The device, originally promised for the summer, now won't arrive until early next year. Meanwhile, VCs continue to pour money into the startup.


Eero, whose idea for a smarter Wi-Fi router quickly racked up more than $1 million in preorders, is announcing its third delay of the product, saying it now doesn’t expect to ship devices until early next year.

At the same time, the company is announcing it has nabbed new funding from three prominent investors: Shasta Ventures, Redpoint Ventures and Andy Rubin’s Playground. With the new cash, Eero has now raised more than $40 million despite having yet to ship its first product.

 Eero CEO Nick Weaver
Eero CEO Nick Weaver

For those who placed orders back in February — and have already been charged for their devices — the news represents another frustrating delay for a product that promised to take the frustration out of home networking. The system is designed to help those who have struggled to get Wi-Fi coverage throughout their homes, especially older homes and those with a large footprint. The company announced its plan in February, offering early backers a three-unit system for $299 or a single router for $125, promising a summer delivery. Prices for those who waited would rise to $499 for a three-unit system or $199 for a single router, Eero said. (Full disclosure: I am among those who preordered. I’m still waiting for my Eero, though my inbox suggests many others are growing equally impatient.)

In May the company said it was delaying the device slightly, to late summer, and then in July it said shipments would start in the fall.

In a note to backers on Wednesday, CEO Nick Weaver apologized for the latest delay and promised all preorders would ship by February. Really this time.

“If we had less stringent standards, we’d be able to get the product out the door and into your homes this month,” Weaver said in the note, adding that the company has received FCC approval for the product. “But we don’t want to deliver a beta product. We want to deliver the future of home Wi-Fi.”

Eero is offering a full refund to any backer who wants one and promised that the device will be worth the wait to those who keep hanging on.

“I understand it’s frustrating,” Weaver said in a telephone interview on Tuesday. “We are going to make sure they get units as quickly as possible.”

Several hundred units are in homes being tested, Weaver said. But, he added, the company has faced challenges both in getting enough units that meet its quality control standards and in preparing the team to support thousands of customers, each of whom has a unique setup.

The new funding has allowed the company to grow from its original 15-person team to more than 50 workers, Weaver added. There are 10 people solely devoted to manufacturing that are constantly going back and forth to China, while another group is focused on ensuring customer support.

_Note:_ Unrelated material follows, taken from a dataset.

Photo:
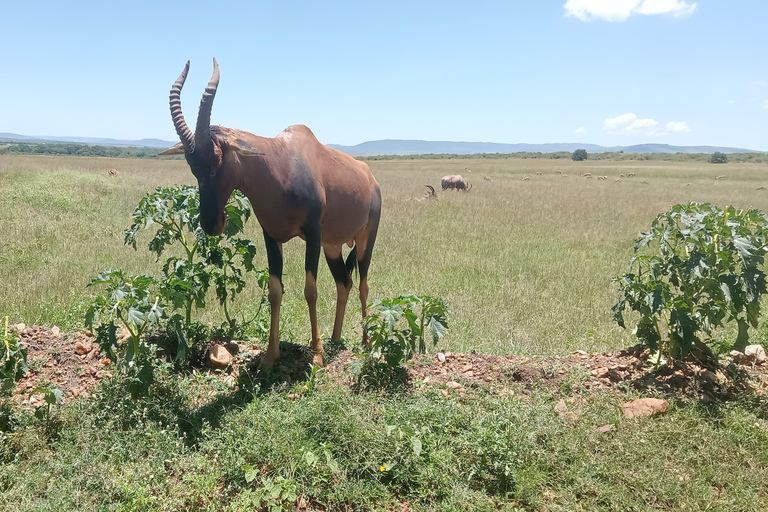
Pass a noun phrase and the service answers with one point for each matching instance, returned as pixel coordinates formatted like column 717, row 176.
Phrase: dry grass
column 525, row 265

“Every home is slightly different,” Weaver said. “Somebody might have a really odd home geography that requires a little more handholding.”

Redpoint Ventures’ Satish Dharmaraj said what interests him is the role a product like Eero can play as homes have more and more specialized devices connected to the Internet, some of which don’t even have screens.

“We see that devices being able to connect back to the Internet is becoming more and more critical as we have speakers and locks and thermostats and what-have-you connected back to the Internet,” Dharmaraj said.

Dharmaraj said Redpoint brought in Andy Rubin to make sure that the company’s approach was sound and that Weaver and his colleagues were ready for the admittedly big challenge.

“We got really convinced this is the right team and this is a market we should go after,” he said.

As for the delays, Dharmaraj said, “while we are extremely bummed,” Redpoint isn’t too concerned about the company’s operations.

“Honestly, we’ve seen it in every hardware company we’ve invested in,” he said, recalling past Redpoint-backed consumer hardware companies, including Tivo, Sonos and Rubin’s Danger, which made the T-Mobile Sidekick. “This is the nature of the business.”